A Medical Device Daily

DxS (Manchester, U.K.) reported that it has signed a non-exclusive global licensing agreement with the Wellcome Trust (London) to provide a research test for use in clinical trials to detect the presence of the V600E B-RAF mutation, which is found in melanomas, lung and thyroid cancers.

The V600E B-RAF mutation was identified by scientists at the Wellcome Trust and can be found in 36% to 40% of skin and thyroid cancers and up to 13% of cancers in the large intestine.

Researchers will use the test to determine a patient's cancer mutation status, which may predict how they respond to cancer therapies. If clinical trials are successful, this could lead to companion diagnostics to predict response for novel cancer therapies for skin, thyroid and large intestine cancers.

Stephen Little, CEO of DxS, said: "With many novel drugs in development for skin, thyroid and colon cancer the potential for this assay is enormous. Through this licensing agreement, we plan to expand the range of biomarker tests to our customers, aiding the treatment of a number of types of cancer."

Glenn Wells, business development manager at Wellcome added: "We believe the identification of the B-RAF mutation could have considerable implications for the way in which treatment of melanomas, lung and thyroid cancers are handled, and are extremely pleased to have reached this agreement with DxS to allow further research and clinical trials to be undertaken with this assay."

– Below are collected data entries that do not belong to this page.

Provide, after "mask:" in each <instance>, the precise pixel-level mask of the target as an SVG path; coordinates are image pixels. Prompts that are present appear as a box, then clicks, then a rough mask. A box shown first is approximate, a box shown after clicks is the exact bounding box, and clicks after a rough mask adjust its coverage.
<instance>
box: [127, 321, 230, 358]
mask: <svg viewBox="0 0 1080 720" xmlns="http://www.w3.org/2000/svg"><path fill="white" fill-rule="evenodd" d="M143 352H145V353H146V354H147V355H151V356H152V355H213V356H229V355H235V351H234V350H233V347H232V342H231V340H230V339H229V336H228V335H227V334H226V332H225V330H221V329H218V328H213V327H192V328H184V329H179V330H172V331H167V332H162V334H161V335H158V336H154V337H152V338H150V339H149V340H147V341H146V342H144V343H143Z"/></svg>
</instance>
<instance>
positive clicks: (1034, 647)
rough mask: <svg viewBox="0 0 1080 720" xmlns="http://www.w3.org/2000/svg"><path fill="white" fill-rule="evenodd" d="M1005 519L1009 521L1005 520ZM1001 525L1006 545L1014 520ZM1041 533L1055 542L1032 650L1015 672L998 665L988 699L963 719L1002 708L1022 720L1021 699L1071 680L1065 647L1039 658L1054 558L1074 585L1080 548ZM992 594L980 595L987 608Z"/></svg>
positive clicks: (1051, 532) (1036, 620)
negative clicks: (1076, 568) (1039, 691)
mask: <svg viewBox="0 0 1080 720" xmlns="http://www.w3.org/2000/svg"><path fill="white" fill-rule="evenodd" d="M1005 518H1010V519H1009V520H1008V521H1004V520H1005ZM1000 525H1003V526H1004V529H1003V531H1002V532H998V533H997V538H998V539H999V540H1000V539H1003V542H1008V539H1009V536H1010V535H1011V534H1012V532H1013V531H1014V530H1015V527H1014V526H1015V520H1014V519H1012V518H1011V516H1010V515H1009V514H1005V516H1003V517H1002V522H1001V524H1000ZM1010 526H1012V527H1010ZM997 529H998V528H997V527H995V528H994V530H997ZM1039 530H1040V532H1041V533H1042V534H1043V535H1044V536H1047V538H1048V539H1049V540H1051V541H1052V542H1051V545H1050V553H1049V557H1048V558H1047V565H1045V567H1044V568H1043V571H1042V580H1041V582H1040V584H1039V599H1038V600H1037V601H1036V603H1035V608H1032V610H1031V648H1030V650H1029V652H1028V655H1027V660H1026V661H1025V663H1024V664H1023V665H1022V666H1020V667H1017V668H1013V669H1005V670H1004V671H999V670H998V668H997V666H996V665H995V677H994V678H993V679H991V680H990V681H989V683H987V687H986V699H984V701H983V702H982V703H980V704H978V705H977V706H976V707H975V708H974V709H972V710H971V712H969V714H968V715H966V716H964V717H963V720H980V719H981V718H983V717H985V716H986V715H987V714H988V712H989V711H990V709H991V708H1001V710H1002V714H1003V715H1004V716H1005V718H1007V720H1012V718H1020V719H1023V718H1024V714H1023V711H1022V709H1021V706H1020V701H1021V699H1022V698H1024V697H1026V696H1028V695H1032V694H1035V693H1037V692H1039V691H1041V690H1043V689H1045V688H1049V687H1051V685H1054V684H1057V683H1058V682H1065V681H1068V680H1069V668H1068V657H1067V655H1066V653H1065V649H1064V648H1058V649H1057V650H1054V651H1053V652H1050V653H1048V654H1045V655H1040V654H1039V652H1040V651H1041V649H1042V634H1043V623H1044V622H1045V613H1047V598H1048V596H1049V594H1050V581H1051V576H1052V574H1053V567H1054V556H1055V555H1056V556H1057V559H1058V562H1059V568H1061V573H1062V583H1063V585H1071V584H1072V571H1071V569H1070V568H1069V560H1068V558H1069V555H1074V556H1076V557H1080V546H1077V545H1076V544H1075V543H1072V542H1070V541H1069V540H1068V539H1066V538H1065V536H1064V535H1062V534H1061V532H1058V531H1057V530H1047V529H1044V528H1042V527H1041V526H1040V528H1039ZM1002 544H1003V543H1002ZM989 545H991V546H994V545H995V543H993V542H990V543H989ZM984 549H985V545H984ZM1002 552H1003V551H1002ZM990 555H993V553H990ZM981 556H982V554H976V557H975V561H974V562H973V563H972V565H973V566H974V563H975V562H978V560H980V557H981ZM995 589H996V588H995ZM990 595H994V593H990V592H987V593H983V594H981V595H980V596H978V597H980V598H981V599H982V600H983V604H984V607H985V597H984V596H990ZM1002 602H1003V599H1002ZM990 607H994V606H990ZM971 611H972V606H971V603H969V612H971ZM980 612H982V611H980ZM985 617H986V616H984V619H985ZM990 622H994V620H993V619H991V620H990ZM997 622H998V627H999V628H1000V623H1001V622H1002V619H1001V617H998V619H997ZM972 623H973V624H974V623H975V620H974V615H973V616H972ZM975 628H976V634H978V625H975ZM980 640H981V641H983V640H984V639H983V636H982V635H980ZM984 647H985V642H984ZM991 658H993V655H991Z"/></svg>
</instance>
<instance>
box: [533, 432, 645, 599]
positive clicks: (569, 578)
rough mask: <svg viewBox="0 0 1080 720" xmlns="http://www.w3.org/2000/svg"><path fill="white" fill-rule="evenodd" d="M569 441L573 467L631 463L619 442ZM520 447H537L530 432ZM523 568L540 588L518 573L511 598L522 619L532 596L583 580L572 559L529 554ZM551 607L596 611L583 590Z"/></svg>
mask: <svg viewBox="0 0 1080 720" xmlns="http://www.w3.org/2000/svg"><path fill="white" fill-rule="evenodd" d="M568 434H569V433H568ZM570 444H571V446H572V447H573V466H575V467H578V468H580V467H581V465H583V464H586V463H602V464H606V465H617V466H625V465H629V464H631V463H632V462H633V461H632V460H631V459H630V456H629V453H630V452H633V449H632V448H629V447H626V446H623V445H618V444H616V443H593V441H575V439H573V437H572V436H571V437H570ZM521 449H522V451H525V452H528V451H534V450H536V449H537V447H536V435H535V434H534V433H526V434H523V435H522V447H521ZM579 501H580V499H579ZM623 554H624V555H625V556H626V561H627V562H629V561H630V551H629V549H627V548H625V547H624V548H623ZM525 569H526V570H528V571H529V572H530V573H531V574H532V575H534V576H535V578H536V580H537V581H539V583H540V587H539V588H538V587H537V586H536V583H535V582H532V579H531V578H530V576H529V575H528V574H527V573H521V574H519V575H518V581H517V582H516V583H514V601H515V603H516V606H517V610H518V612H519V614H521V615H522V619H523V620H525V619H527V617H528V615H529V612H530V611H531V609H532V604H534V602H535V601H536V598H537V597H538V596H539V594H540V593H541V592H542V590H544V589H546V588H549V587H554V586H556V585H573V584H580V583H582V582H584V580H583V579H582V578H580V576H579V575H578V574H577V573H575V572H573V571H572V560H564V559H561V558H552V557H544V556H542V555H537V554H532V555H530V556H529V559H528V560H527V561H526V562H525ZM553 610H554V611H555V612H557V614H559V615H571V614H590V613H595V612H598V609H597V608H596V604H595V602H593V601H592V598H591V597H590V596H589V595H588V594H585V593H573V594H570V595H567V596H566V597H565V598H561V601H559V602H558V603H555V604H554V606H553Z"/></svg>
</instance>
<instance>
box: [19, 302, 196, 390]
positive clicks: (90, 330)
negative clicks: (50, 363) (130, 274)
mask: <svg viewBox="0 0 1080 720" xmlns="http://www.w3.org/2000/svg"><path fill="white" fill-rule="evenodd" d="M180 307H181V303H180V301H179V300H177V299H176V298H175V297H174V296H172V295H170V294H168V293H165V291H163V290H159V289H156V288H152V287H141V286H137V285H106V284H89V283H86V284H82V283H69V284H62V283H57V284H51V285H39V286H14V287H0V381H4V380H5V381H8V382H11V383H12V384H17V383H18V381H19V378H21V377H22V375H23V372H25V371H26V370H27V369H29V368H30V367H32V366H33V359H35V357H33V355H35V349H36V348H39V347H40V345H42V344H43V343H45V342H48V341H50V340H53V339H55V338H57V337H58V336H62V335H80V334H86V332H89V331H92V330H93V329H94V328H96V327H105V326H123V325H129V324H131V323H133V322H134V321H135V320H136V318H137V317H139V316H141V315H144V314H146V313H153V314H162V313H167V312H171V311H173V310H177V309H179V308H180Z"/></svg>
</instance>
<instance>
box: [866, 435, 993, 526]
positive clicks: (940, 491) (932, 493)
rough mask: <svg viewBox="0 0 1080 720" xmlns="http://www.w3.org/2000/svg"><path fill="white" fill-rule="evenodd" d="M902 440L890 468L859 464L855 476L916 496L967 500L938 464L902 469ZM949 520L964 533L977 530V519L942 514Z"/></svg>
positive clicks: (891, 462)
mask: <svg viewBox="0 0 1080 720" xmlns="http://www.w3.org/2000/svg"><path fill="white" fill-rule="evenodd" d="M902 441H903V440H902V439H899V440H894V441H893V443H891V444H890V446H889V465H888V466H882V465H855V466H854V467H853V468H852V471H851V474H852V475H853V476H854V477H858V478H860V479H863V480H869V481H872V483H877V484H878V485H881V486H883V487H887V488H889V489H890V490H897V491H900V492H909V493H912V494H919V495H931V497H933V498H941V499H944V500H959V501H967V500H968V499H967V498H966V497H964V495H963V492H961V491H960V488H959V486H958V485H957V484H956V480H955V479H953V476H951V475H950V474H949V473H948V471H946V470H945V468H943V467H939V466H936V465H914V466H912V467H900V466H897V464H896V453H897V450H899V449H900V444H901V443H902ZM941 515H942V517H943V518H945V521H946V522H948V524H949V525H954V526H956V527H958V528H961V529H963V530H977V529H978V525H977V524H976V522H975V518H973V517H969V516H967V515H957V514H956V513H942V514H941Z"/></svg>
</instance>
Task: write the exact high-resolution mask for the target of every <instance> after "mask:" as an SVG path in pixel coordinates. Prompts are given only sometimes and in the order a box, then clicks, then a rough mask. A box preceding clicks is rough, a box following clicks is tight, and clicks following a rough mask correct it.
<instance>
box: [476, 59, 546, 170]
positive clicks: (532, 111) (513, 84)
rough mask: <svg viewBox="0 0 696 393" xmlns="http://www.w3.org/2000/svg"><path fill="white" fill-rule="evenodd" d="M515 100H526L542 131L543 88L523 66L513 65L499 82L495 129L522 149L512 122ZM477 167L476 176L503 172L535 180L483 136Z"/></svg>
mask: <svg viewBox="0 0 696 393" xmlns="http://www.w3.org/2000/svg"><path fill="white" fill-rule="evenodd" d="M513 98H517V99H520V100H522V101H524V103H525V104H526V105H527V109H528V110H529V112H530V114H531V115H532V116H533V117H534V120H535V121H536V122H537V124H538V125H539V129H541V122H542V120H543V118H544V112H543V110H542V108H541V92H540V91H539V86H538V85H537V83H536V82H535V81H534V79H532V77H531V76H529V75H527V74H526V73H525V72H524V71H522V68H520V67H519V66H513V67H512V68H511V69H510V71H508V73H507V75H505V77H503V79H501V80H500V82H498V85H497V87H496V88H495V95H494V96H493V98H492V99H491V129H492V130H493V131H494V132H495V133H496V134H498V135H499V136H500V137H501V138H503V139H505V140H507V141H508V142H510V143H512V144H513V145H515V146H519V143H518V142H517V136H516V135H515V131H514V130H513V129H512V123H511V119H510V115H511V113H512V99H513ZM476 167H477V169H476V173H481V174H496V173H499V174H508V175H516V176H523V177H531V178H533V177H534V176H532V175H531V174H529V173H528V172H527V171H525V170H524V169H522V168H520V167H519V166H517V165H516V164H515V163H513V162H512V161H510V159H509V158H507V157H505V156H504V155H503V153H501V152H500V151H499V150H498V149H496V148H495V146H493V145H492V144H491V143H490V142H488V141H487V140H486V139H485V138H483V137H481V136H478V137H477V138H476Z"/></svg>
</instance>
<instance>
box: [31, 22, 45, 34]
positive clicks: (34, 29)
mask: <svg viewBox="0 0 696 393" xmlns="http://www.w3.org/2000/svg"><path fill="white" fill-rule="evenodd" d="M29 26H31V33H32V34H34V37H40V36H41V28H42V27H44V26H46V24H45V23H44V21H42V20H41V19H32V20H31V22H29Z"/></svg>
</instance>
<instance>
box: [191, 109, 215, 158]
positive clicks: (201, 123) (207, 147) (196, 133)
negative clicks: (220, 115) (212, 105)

Using their real-time PCR technology Scorpions, DxS has developed a highly sensitive and selective test able to detect mutations at very low levels, and can be performed in less than three hours.

Financial details were not disclosed.

In other agreements and contracts news, Novation (Irving, Texas), a healthcare contracting services company of VHA (Irving, Texas), University HealthSystem Consortium (Oak Brook, Illinois) and Provista (Irving, Texas), said it has added Guidant's (Indianapolis) Cardiac Rhythm Management devices to its Boston Scientific (Natick Massachusetts) agreement.

The Cognis CRT-D and the Teligen ICD are among the world's smallest and thinnest high-energy devices at 32.5 cc and 31.5 cc respectively, while less than 10 mm thick. Both devices offer features based on substantial engineering advances, including extended battery longevity over previous company devices, self-correcting software and improved programming technology. The contract addition was effective Aug. 1, 2008.